Photo: Flickr user lifeontheedge

Saturday, November 24, 2007

Live from Melbourne

Videoblog from Australia! (I work my way around to Wikipedia eventually.)

I had a hell of a time finding somewhere to upload this so you'd better enjoy it. :P



(Here's the link, if you're reading this as a feed.)

Friday, November 23, 2007

The Information Age

Back in the early days, the question was

How is wikipedia new? How does its amazing social structure work? How does the Biggest Document Ever get written without an editorial team or clear hierarchy?

But now that Wikipedia's the top google result for half the words in the english language, the question is
How does having Wikipedia at your fingertips change you? How does it change society?


* * *

Huckleberry Finn has been banned various times for various reasons — pretty much continually from when it was published. But at first, it wasn't banned for use of the N-word, or for undermining racist southern norms. It was banned because it used the word ain't — in other words, what shocked people was deviation from linguistic norms.

From 2007 this looks silly, but in the big picture, being shocked at the use of "improper" English serves an important social purpose: it slows the evolution of the English language.* If this seems unimportant, remember that without intervention, languages evolve at a ridiculous, breakneck pace.

Consider hunter-gatherer tribes in the tropics, where they can be totally self-sufficient: if half a tribe splits off, and sets up camp a few miles down the river, its language will be unintelligible to the original tribe within two generations.

Fucking Crazy.

If English evolved that fast, we wouldn't be able to read Twain, let alone Shakespeare. We wouldn't be able to pass down any knowledge at all. Everyone understands, on an instinctual level, how much that would suck — hence the constant debates about the "real" definition of words among everyone except people who've taken linguistics classes.

* * *

Maybe one social purpose of wikipedia is to provide canonical definitions of "unofficial" words and phrases that would otherwise be left to the drifting winds of spoken transmission.

For example: everyone who grew up in the '90s thinks Atlanta's ban on sagging is really strange. It doesn't make sense as enforcement of obscenity laws because Atlanta didn't care in 1998, when everyone and their mother sagged. And it doesn't make sense as evil racial profiling because Atlanta didn't care in 1994, when only black people sagged.

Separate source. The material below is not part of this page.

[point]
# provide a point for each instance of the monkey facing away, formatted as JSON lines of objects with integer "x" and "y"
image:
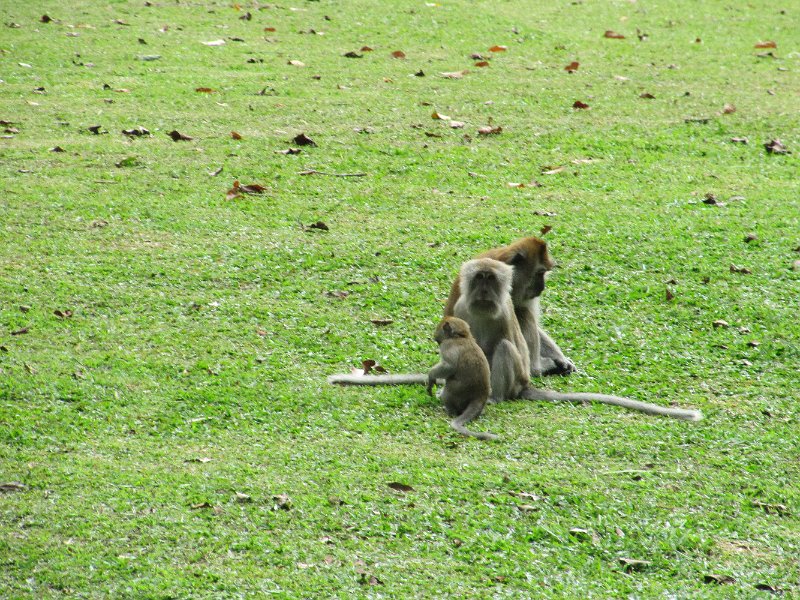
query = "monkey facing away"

So what changed? Maybe the difference is that politicians can type "sagging" into google and read a wikipedia entry that says "Sagging has its origins in the prohibition of belts among incarcerated inmates, which was emulated as a fashion statement by non-inmates for its tough guy cachet."

Nobody in the '90s knew that was the origin of sagging. They just knew it made you look cool. The definition had drifted far from its origins, but Wikipedia ties it back. 15 years after sagging escaped from prisons, Wikipedia has dredged up the the collective unconscious and made it solid.

* Or maybe not. See the comments -- any linguistics professors in the crowd?